С усилием давит воспоминание, отпихивая куда-то поглубже, на самые задворки, и вдруг понимает, что князь отшатнулся и дышит… так дышит, вцепившись своими дворянскими пальцами в тонкое деревце у самой кромки воды. И пруд отчего-то вздувается угрожающе, почти что бурлит.

— Иван, уходи, ты не должен…

“Это ты не должен был, князь! Это ты что-то смешал в моей голове. Иначе отчего и сейчас на губах проклятый вкус груш и муската? Почему не сплю, как безумец?”.

— Ты плакал и говорил, что я буду тебя ненавидеть, а теперь убегаешь, едва завидев вдали коридора. А ведь даже Настасья…

Не даст досказать, перебьет, подберется как-то весь сразу:

— Избавь меня от россказней о твоих барышнях, Пущин, сделай милость. Между тем, классы уже начались, и наказания нам не положены, но исключение грозит каждому…

Одернет резко и даже вправду как-то брезгливо. И, кажется, что мечтал бы ударить. Замкнется в себе. За секунду. Горчаков. И проблеск, что мелькнул на мгновение светлым лучом вновь прячется, тонет в сгущающихся тучах.

А потом размеренно, высокомерно и чинно, будто Куницыну на классах вещает о политическом устройстве государств германских:

— У меня большие амбиции, Пущин. Я не допущу, чтобы случайная прихоть порушила блестящую карьеру, что ждет меня…

— Канцлер Российской империи, — зачем-то шепчет Иван так потеряно, все силясь понять, говорит ли князь про опоздание в классы, возможный прогул, или…

— Именно, Ваня, — его усмешка холодная, как и ветер, что тянет за волосы крючковатыми пальцами, как залившаяся в обувь вода, как его руки тогда… впрочем, нет… руки были ласковые и теплые, и пах он тогда пряностями, спелыми травами… — Ты бы вспомнил о фрейлинах, Пущин.
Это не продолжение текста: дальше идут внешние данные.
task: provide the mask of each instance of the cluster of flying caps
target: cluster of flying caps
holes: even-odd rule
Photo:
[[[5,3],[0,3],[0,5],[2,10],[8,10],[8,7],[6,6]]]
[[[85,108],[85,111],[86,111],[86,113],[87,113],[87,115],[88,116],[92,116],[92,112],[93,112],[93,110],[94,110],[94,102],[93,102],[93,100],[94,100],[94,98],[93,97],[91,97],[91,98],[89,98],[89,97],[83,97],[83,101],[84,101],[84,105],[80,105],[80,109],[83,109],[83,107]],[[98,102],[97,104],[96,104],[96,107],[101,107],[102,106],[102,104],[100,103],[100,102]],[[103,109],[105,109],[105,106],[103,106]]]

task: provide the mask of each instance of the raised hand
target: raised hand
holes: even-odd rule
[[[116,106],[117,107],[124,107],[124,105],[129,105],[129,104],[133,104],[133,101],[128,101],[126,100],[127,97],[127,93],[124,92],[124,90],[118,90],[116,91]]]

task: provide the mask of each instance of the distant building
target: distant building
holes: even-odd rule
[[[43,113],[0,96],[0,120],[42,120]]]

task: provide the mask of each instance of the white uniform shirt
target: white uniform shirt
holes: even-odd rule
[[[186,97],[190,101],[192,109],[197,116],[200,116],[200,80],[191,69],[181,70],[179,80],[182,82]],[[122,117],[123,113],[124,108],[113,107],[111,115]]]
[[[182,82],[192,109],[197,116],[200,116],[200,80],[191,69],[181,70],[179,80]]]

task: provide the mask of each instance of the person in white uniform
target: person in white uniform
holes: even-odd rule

Усохнут девицы, погасли совсем, и двор уж весь шепчется, неужто любимчик княжны захворал…

Снисходительно, как несмышленому чаду, забывшему о любимой деревянной лошадке ради новой яркой игрушки — заморском диковинном чуде.

Слова замирают на губах, как вода покрывается корочкой в лютую стужу.

Шаги затихают в густой чаще /Горчаков, почему? Почему ты все время уходишь?!/ а Пущин отчего-то не может пошевелиться. Точно он — это Медный всадник из бронзы. Неподъемный, тяжелый и темный.

Первые капли дождя падают на кожу. Вот только кажется, холодней быть не может.

Не может?

“Ты бы вспомнил о фрейлинах, Пущин”.

========== Часть 6. ==========

Комментарий к Часть 6.

https://goo.gl/sNXnbF

пожалуйста не сочтите, что это автор тянет кота за яйца. оно как то само, клянусь вам. в смысле, мальчики сами.

Заливистый женский смех разносится над парком, как пение жаворонка поутру. Еще и туман клубится над влажной травой уставшими за ночь и спустившимися вздремнуть облаками, еще и профессора не раскладывали мудреные книги перед классами, еще и сами лицеисты едва только стягивают ночные колпаки и заспанно моргают, отыскивая на ощупь кувшины для умывания.